Interpret Political Axes on the Concept Compass
model.plot_concept_compass(0, 1)
model.plot_concept_compass(1, 2)
model.plot_concept_compass(2, 0)
Note
Note that these axes seem to differ quite a bit from those proposed by the Political Compass. Survey-based methods usually focus more on differences in views on selected issues, while it seems that we have discovered more of a distribution of issue-importance. Surveys have long been criticized for neglected the salience of issues for individuals, so while this method might not replace them, it could be a very useful for the augmentation of survey results.
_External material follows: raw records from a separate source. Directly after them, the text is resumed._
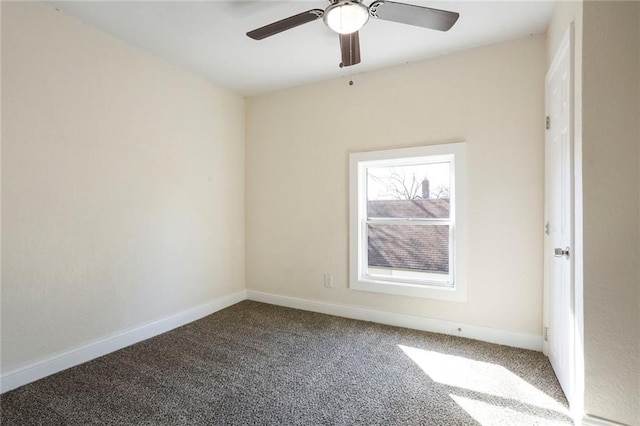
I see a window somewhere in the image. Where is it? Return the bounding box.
[350,143,466,301]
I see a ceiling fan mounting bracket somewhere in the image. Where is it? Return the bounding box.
[247,0,460,67]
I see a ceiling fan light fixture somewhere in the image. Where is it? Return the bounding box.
[322,1,369,34]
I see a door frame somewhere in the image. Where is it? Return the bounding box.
[542,22,580,411]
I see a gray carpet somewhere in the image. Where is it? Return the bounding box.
[0,301,571,426]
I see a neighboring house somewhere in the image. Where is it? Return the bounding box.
[368,199,449,273]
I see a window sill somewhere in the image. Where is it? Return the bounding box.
[349,279,467,302]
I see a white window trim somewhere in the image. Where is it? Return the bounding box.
[349,142,467,302]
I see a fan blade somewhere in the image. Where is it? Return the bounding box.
[369,0,460,31]
[338,31,360,67]
[247,9,324,40]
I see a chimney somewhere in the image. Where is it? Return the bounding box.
[422,179,429,200]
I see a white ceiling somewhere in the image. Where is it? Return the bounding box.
[49,0,555,95]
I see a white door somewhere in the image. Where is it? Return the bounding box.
[544,28,575,402]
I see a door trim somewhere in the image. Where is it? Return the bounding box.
[542,22,579,409]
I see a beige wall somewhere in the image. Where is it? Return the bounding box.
[547,1,640,425]
[2,2,245,372]
[582,1,640,425]
[246,36,545,335]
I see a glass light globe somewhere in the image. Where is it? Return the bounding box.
[322,1,369,34]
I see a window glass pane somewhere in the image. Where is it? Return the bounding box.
[367,223,450,278]
[367,163,451,218]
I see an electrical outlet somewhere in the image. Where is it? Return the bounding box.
[324,274,333,288]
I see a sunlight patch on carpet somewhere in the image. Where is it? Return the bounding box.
[398,345,570,424]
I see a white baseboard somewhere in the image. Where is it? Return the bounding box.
[0,290,247,393]
[581,414,626,426]
[0,290,544,396]
[247,290,542,351]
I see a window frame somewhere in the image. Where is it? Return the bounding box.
[349,142,467,302]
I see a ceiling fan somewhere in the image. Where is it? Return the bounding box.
[247,0,460,67]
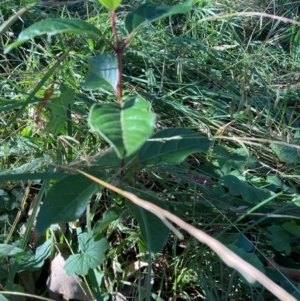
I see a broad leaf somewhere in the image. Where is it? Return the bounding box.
[36,174,99,233]
[139,128,211,166]
[18,239,53,272]
[65,232,109,276]
[220,175,270,204]
[5,19,102,53]
[281,220,300,238]
[270,143,300,164]
[267,225,292,255]
[0,244,24,258]
[125,0,193,34]
[81,54,118,90]
[45,86,75,136]
[88,98,155,158]
[227,244,265,286]
[98,0,122,10]
[128,191,170,253]
[93,206,121,237]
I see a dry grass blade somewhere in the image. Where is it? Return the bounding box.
[0,3,36,37]
[77,170,296,301]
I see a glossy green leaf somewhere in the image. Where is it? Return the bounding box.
[127,191,170,253]
[93,206,121,237]
[18,239,53,272]
[0,244,24,258]
[281,220,300,238]
[45,86,75,136]
[220,175,270,204]
[81,54,118,90]
[98,0,122,10]
[5,19,102,53]
[36,174,100,233]
[139,128,211,166]
[125,0,193,34]
[64,232,109,276]
[227,244,265,286]
[88,98,155,158]
[267,225,292,255]
[270,143,300,164]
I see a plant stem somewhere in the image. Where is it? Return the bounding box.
[109,10,125,103]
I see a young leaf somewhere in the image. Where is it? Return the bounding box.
[36,174,99,233]
[139,128,211,166]
[98,0,122,10]
[65,232,109,276]
[267,225,292,255]
[81,54,118,90]
[88,98,155,158]
[45,87,75,135]
[125,0,193,34]
[4,19,102,53]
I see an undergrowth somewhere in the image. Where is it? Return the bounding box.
[0,0,300,300]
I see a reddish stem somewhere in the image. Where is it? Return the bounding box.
[109,11,124,103]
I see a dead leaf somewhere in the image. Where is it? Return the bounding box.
[47,253,93,301]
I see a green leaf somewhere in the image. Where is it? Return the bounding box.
[36,174,101,233]
[281,220,300,238]
[88,98,155,158]
[125,0,193,34]
[127,191,170,253]
[139,128,211,166]
[45,86,75,136]
[0,244,24,258]
[227,244,265,286]
[18,239,53,272]
[270,143,300,164]
[4,19,102,53]
[81,54,118,90]
[98,0,122,10]
[220,175,270,204]
[64,232,109,276]
[93,206,121,236]
[267,225,292,255]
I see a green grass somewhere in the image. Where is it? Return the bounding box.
[0,0,300,300]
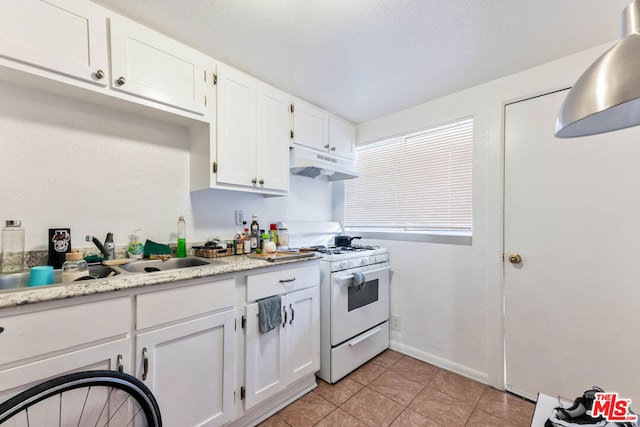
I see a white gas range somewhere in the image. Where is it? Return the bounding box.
[317,246,390,383]
[278,223,391,383]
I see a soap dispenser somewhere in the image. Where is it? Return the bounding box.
[127,228,144,259]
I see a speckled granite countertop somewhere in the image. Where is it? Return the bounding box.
[0,255,321,309]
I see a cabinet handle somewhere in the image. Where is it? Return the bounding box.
[116,354,124,372]
[282,307,287,328]
[142,347,149,381]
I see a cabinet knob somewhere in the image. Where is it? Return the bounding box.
[282,307,287,328]
[142,347,149,381]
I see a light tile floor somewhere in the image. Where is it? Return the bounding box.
[260,350,534,427]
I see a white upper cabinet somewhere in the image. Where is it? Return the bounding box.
[111,15,206,114]
[214,64,290,193]
[293,99,331,151]
[256,83,291,191]
[0,0,108,86]
[329,116,356,159]
[217,64,257,186]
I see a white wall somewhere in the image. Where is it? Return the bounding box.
[0,83,333,250]
[356,41,608,387]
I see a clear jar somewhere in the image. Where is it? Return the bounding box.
[0,219,24,273]
[62,250,89,283]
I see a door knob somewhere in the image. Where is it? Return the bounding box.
[509,254,522,264]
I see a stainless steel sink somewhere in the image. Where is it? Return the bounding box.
[0,265,120,290]
[119,257,222,273]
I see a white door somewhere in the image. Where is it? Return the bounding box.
[217,64,257,187]
[245,296,287,410]
[111,16,205,114]
[256,84,291,191]
[0,0,109,86]
[136,310,235,427]
[329,116,356,159]
[504,91,640,407]
[284,287,320,383]
[293,100,329,151]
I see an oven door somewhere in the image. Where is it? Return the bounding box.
[331,262,390,346]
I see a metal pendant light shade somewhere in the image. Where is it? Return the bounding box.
[556,0,640,138]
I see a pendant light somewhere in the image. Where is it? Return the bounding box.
[556,0,640,138]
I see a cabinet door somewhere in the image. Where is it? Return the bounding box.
[0,338,132,408]
[136,310,235,426]
[329,116,356,159]
[256,84,291,191]
[293,100,329,151]
[217,64,257,186]
[111,16,205,114]
[0,0,108,86]
[284,287,320,383]
[245,301,287,409]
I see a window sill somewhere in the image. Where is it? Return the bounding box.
[345,227,472,246]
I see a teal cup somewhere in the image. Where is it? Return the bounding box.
[27,265,53,286]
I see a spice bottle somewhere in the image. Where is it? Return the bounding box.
[0,219,24,273]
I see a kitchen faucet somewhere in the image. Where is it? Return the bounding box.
[85,233,116,259]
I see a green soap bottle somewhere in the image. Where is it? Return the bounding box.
[176,215,187,258]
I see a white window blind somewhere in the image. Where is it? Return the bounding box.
[344,118,473,231]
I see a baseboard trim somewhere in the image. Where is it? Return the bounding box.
[389,340,489,384]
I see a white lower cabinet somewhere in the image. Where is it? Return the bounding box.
[245,266,320,410]
[136,310,235,426]
[135,279,235,426]
[0,298,132,402]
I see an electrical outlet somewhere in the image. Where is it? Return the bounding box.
[236,209,244,225]
[391,314,402,332]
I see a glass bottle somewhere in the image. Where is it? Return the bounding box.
[251,215,260,252]
[0,219,24,273]
[176,215,187,258]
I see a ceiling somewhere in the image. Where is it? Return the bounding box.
[93,0,630,123]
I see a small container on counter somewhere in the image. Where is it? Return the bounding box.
[0,219,24,273]
[62,250,89,283]
[276,228,289,248]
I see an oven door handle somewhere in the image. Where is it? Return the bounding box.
[349,326,382,347]
[335,266,391,282]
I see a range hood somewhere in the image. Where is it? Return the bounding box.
[289,144,359,181]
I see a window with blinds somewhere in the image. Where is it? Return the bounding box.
[344,118,473,232]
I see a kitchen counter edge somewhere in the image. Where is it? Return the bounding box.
[0,256,322,309]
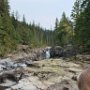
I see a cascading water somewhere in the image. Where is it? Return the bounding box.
[46,49,50,59]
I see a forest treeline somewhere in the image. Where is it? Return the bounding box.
[0,0,90,56]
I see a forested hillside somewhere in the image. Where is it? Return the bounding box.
[0,0,90,56]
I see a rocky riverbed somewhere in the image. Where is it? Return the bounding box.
[0,58,83,90]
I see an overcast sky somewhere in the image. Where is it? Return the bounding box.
[9,0,75,29]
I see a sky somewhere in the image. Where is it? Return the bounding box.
[9,0,75,29]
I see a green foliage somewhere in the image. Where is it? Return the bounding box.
[71,0,90,51]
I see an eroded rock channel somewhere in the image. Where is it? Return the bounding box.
[0,58,82,90]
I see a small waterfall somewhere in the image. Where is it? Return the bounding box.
[46,49,50,59]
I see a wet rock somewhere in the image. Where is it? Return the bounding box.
[47,80,78,90]
[50,46,63,58]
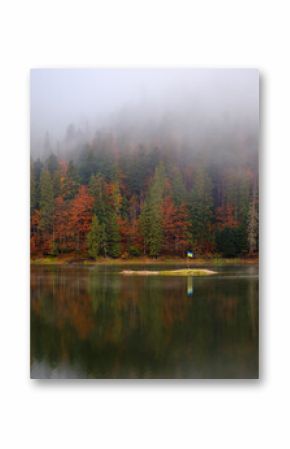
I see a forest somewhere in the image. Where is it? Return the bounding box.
[30,125,259,259]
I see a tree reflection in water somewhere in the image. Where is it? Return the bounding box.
[31,266,258,378]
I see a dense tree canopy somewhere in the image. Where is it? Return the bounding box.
[31,135,259,258]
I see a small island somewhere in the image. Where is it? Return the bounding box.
[121,268,216,276]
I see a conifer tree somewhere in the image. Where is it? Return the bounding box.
[141,164,165,257]
[40,169,54,232]
[87,215,104,259]
[62,161,80,200]
[189,167,213,253]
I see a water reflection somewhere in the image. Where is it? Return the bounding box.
[31,267,258,378]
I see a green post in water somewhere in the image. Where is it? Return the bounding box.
[186,251,193,268]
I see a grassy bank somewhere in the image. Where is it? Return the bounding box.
[31,256,258,267]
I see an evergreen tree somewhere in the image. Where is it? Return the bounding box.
[141,164,165,257]
[62,161,80,200]
[87,215,104,259]
[189,167,214,253]
[40,169,54,232]
[105,210,121,258]
[30,159,37,214]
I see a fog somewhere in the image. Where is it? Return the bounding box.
[31,69,259,157]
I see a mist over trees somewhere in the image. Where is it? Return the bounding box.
[31,71,258,258]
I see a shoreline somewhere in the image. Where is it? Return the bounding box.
[30,257,259,267]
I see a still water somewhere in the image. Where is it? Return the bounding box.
[31,265,259,379]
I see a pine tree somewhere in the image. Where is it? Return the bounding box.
[189,167,213,253]
[62,161,80,200]
[140,164,166,257]
[87,215,104,259]
[30,160,37,215]
[40,169,54,232]
[105,210,121,258]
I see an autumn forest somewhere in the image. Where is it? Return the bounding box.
[31,125,258,259]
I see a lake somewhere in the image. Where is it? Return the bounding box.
[31,265,259,379]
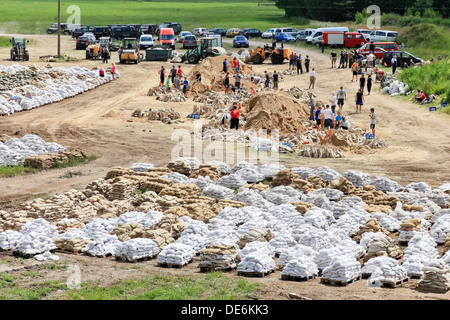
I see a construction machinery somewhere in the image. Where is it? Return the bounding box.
[246,40,291,64]
[181,37,220,63]
[119,38,144,64]
[86,37,112,60]
[10,38,30,61]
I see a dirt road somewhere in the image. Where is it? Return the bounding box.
[0,35,450,300]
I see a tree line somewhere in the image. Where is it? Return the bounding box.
[273,0,450,22]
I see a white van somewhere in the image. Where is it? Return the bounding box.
[305,27,348,43]
[366,30,398,42]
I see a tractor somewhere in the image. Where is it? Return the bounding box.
[10,38,30,61]
[181,38,220,63]
[246,41,291,64]
[119,38,144,64]
[86,37,112,60]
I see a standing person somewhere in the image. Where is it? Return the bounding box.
[111,63,116,80]
[308,92,316,121]
[223,72,230,93]
[183,77,189,98]
[352,60,359,82]
[367,75,372,96]
[330,49,337,69]
[158,66,166,86]
[355,89,364,113]
[222,58,228,73]
[230,102,239,130]
[329,91,337,113]
[308,68,316,89]
[323,104,333,129]
[233,57,239,72]
[305,55,311,72]
[338,86,347,112]
[338,50,345,69]
[359,74,366,93]
[391,55,397,75]
[264,71,270,88]
[315,107,322,130]
[369,108,377,137]
[289,52,297,70]
[272,70,279,90]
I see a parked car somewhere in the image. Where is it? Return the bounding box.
[209,28,227,37]
[358,42,398,59]
[192,28,209,37]
[159,22,183,34]
[275,32,296,42]
[305,27,349,43]
[382,51,425,67]
[366,30,398,42]
[159,28,175,49]
[261,28,276,39]
[226,28,239,38]
[183,34,197,49]
[94,27,111,38]
[295,29,316,41]
[72,26,94,39]
[275,28,298,38]
[139,34,154,50]
[355,29,372,39]
[111,26,141,40]
[233,35,249,48]
[239,28,262,39]
[47,23,68,34]
[178,31,192,43]
[75,34,96,50]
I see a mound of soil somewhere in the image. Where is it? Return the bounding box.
[243,91,309,135]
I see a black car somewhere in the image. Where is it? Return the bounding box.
[239,28,262,39]
[75,36,95,50]
[110,26,141,40]
[94,27,111,38]
[209,28,227,37]
[158,22,183,34]
[47,23,68,34]
[382,51,424,68]
[72,26,94,39]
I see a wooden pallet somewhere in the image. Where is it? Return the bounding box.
[237,270,275,278]
[320,276,361,287]
[381,278,408,288]
[281,274,317,281]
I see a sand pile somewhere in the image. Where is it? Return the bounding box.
[244,91,309,135]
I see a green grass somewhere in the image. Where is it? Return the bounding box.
[63,272,260,300]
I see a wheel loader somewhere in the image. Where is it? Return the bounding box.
[119,38,144,64]
[245,41,291,64]
[9,38,30,61]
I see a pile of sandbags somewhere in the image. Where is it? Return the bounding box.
[417,259,450,293]
[198,243,241,271]
[157,242,196,267]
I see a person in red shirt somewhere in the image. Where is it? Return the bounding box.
[230,102,239,130]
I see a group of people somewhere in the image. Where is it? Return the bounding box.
[158,65,190,98]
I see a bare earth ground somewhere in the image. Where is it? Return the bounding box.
[0,35,450,300]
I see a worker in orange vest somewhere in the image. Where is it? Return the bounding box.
[230,102,239,130]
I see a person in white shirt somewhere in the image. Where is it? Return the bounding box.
[308,68,316,89]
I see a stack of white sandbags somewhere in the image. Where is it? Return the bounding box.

These plots give us a deeper insight into how concepts are distributed along the discovered axes. A potential interpretation of these could be the following:
model.rename_topics({
0: "Religiosity",
1: "Economic vs Social",
2: "Environmentalism",
})
As a sanity check we can also try predicting these axes for a new statement that we write:
model.print_topic_distribution("I am a socialist and I am concerned with the growing inequality in our societies. I'd like to see governments do more to prevent the exploitation of workers.")
Topic name | Score |
---|---|
Economic vs Social | 1.01 |
Religiosity | -0.78 |
Environmentalism | -1.10 |
This makes sense, as the statement above is mostly concerned with an economic issue, is not based in religion or beliefs, and is not about the environment.
Relating Axes to Party Affiliation
In this synthetic dataset we also have access to party affiliation labels. As such we can investigate the relation between (hypothetical) political parties and the discovered ideological dimensions.
We will do this by organizing all information into a dataframe, then plotting it on a scatterplot matrix.
import pandas as pd
import plotly.express as px
df = pd.DataFrame(doc_topic_matrix, columns=model.topic_names)
df["party"] = ["Liberal" if label == 1 else "Conservative" for label in ds["label"]]
fig = px.scatter_matrix(df, dimensions=model.topic_names, color="party", template="plotly_white")
fig = fig.update_traces(diagonal_visible=False, showupperhalf=False, marker=dict(opacity=0.6))
fig.show()
While there doesn't seem to be a clear divide on these issues between these hypothetical liberals and convservatives, some differences can already be seen. For instance environmental issues are discussed more by liberals, while belief-based and religious issues are more prevalent in conservative texts.